A year later, the General Assembly passed a law that required law enforcement officials to verify the immigration status of any person arrested, and inform federal authorities if the person is found to be there illegally. Further, it stipulated that any city or town acting as a sanctuary city to illegal immigrants would be ineligible for grant money coming from the state. And it required the commercial driver’s license written test to be given only in English.
In the words of one state legislator: “With the passage of this legislation (we) sent a clear message that illegal immigrants are not welcome in our state, and that they are certainly not welcome to receive public benefits at the cost of (our) taxpayers.”
In 2009, those state regulations went even further. A new law ensured that public institutions of higher learning would not award financial aid to individuals who are there illegally.
Said the legislator: “The bill represents another common sense approach to the issue as it ensures taxpayer dollars are not used to subsidize the education of someone who is in our country illegally.”
The legislator is not Russell Pearce.
And the state is not Arizona.
Perhaps you weren’t aware of this state’s stance on immigration because there was no national outrage, no boycotts from cities across the country, no jokes on late-night talk shows, and no president publicly calling the legislation “misguided.”
But what the state of Missouri has done is to quietly and effectively pass immigration laws in its state that the federal government has refused to address.
“I don’t understand why they’re boycotting Arizona,” said Missouri State Rep. Nita Jane Ayres, a Republican who is also the author of the above-mentioned quotes. “The first thing I would sense coming from the folks in Arizona is that they’re frustrated the federal government is not doing anything to protect us from the effects of illegal immigration. Arizona said enough is enough, we have to take some of this into our own hands. In my mind, that’s the way it has to be sometimes.”

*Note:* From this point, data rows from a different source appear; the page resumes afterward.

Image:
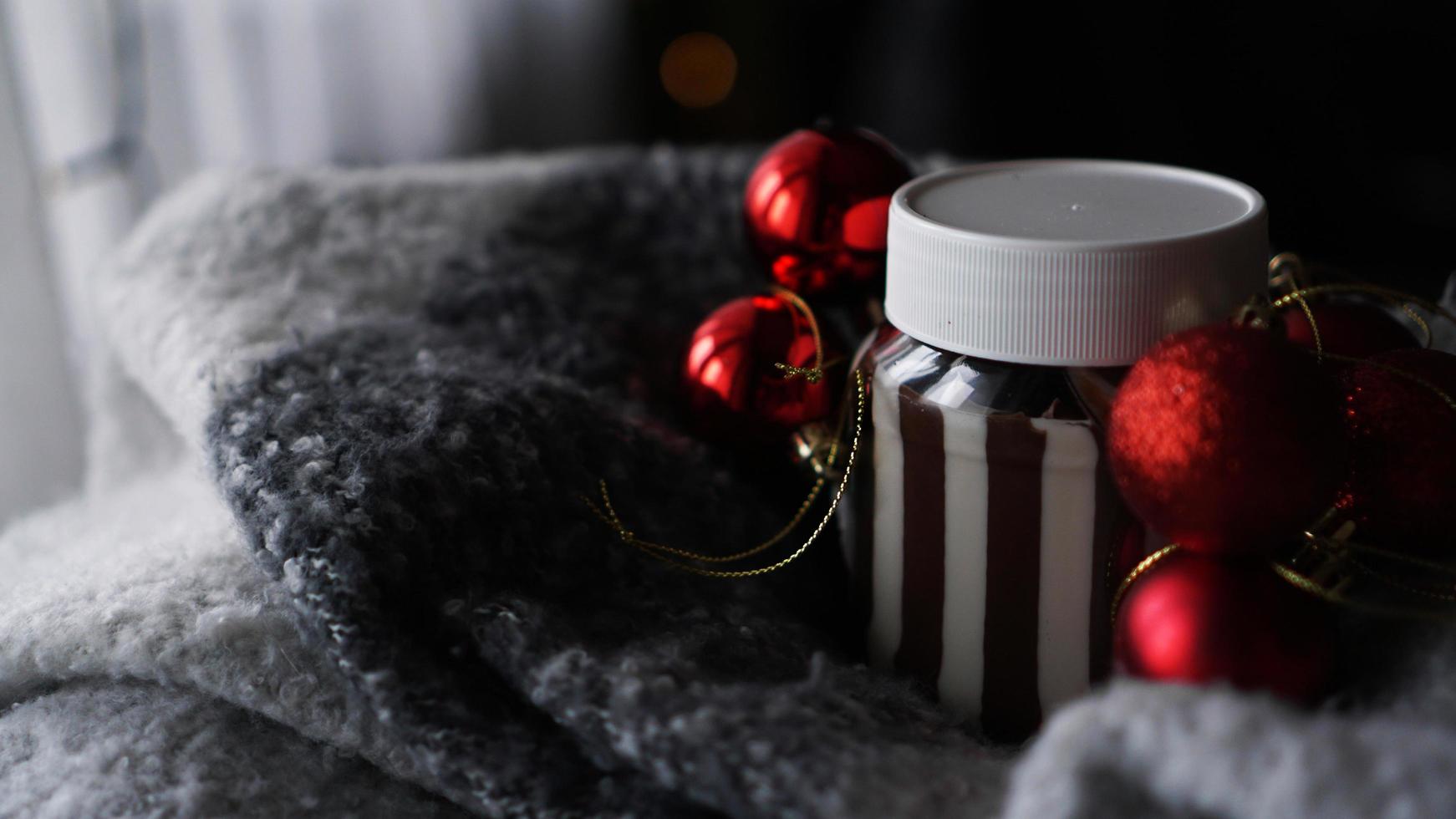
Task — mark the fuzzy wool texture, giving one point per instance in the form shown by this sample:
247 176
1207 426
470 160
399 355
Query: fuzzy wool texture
344 569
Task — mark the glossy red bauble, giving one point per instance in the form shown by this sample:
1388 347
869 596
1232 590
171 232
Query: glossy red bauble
1197 618
817 204
1226 438
730 377
1403 438
1347 328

Arizona’s controversial new immigration law, which takes effect July 29, is really not that much different than what Missouri has had on the books for a couple years. Where Missouri requires police officers to determine the immigration status of anyone “who is arrested,” Arizona’s goes one step further, requiring police to question anyone during a “lawful stop” if there is “reasonable suspicion” to think they are in this country illegally.
But the “Show Me State” hasn’t suffered anywhere near the backlash that Arizona has endured.
Granted, Missouri doesn’t have near the Hispanic population of Arizona or our proximity to the border. It also doesn’t have politicians as galvanizing as Pearce or Joe Arpaio or any number of our past governors. And, more importantly, Missouri had its ducks in a row when the new laws were passed.
Arizona was in such a rush to do something about illegal immigration, it passed a bill that — in its original form — was vague and poorly worded. As the furor mounted across the country, those questionable phrases were amended or omitted. But, by then, the damage had already been done.
So while Arizona remains the boycott capitol of the United States, Missouri quietly carries on as the best example of a “Show Me You Are Legal State.”